Hi,
2017-10-05 22:29 GMT+02:00 Joel Weinberger <
joel.we...@gmail.com>:
> Thanks! Indeed, --disable_new_pid solves the problem. Just to clarify what's
> going on here and make sure I fully understand:
>
> Starting in PID namespace NS1, -Me calls unshare() before execv(), by
> default creating a new PID namespace with CLONE_NEWPID, which we'll call
> NS2.
> However, unshare() does not put the current process itself into NS2, so the
> top process the execv runs in is still NS1.
> When the binary is run, if it forks/clones, it puts all the new processes
> into NS2.
> This includes clones to make threads. However, threads must be in the same
> PID namespace as their parent process. Since in this case the parent is in
> NS1 but new processes attempt to be put in NS2, thread creation fails.

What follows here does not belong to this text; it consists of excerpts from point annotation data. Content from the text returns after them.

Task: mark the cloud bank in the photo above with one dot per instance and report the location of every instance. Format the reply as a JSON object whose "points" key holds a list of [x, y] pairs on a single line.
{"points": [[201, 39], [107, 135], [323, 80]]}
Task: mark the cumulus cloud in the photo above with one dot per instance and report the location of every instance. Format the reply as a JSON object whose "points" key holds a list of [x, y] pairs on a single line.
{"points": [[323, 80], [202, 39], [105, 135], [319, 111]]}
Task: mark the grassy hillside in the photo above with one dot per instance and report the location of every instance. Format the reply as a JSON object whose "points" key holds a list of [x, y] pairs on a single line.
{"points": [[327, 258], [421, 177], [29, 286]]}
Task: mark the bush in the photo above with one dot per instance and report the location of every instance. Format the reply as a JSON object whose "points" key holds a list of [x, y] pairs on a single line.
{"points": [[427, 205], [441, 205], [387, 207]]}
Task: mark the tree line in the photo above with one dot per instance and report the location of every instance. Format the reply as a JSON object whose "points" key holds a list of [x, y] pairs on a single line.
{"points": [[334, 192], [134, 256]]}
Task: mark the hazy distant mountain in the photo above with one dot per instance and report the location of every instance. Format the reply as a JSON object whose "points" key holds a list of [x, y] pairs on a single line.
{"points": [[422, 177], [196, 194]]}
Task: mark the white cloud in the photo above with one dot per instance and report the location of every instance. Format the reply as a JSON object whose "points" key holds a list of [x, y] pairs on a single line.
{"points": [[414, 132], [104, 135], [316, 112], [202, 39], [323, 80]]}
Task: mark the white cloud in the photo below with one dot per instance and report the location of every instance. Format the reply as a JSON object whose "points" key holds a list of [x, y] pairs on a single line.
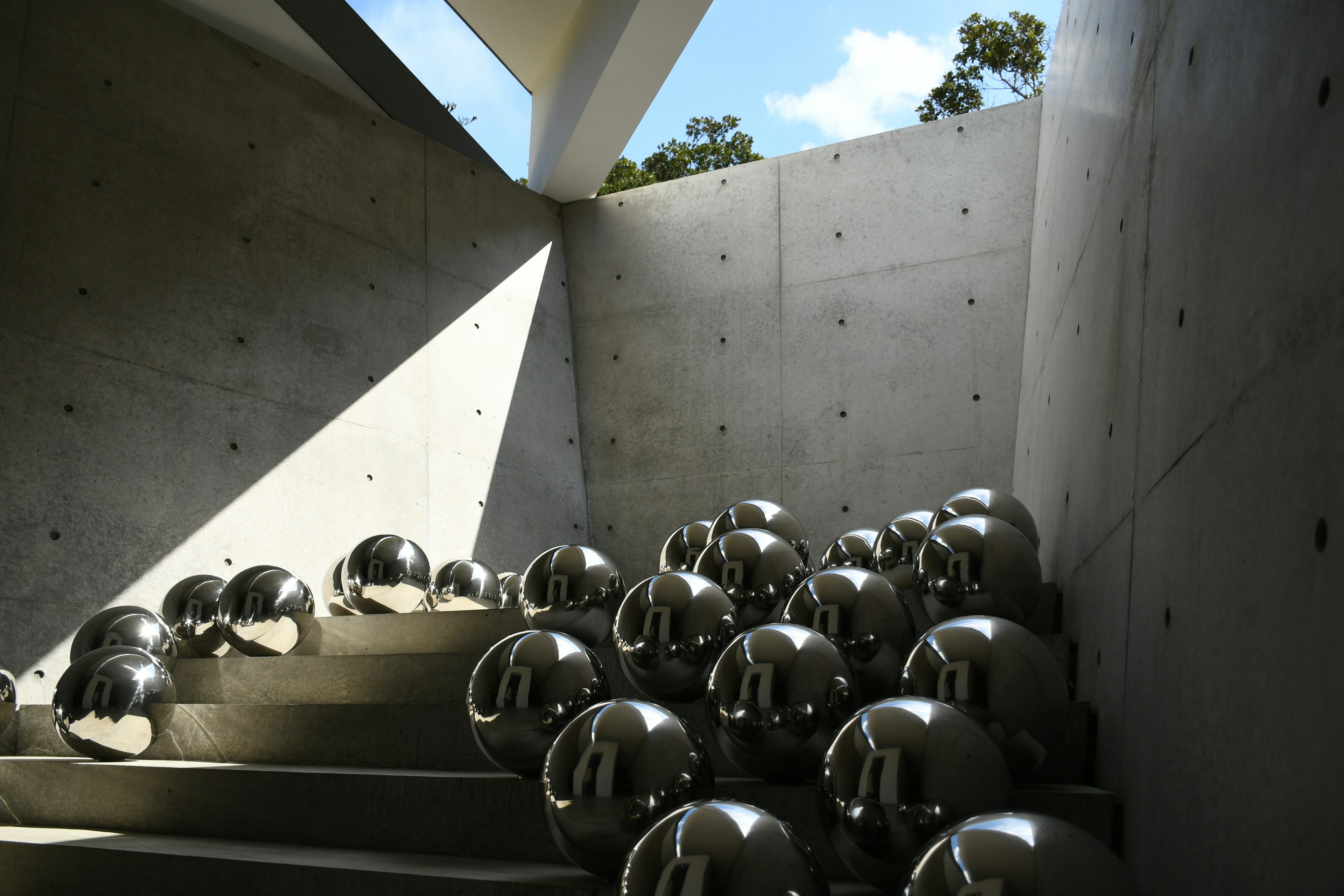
{"points": [[882, 78]]}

> Running with --disable_new_pid simply gets rid of the CLONE_NEWPID flag to
> unshare, so NS2 is never created, and the threads are created in NS1.
>
> I'm guessing that this means another (convoluted) solution would be to fork
> in the binary passed to execv, grab the PID namespace, pass the FD for that
> namespace to the parent in NS1, then run setns() in the parent to put itself
> in NS2. I might test this just to verify, but it is almost certainly
> unnecessary for my purposes.
As per 'man pid_namespaces' both unshare() and setns() work in the
same way (only child processes go into new namespace).
I understand reasons for not making the it default behavior (glibc
would go crazy as it caches PID/TID values), but surprisingly there's
no way to force it, or even for it during execve(), what is seemingly
OK, and would solve some problems.
What one can try is to actually unshare(CLONE_NEWPID), then open
/proc/self/ns/pid_for_children and then do setns() on it. It probably
not work but stiill worth trying.
BTW, there's another "interesting behavior" of CLONE_NEWPID. There
must always be a process inside this namespace (so called ns-init),
in order for subsequent clone/fork's to work. Otherwise clone/fork's
will end up with ENOMEM. Therefore with -Me, nsjail creates a dummy
init which is always inside this pid ns.
So, -Me is somewhat incomplete, and I see no good ways of making it
work, so it includes pid namespaces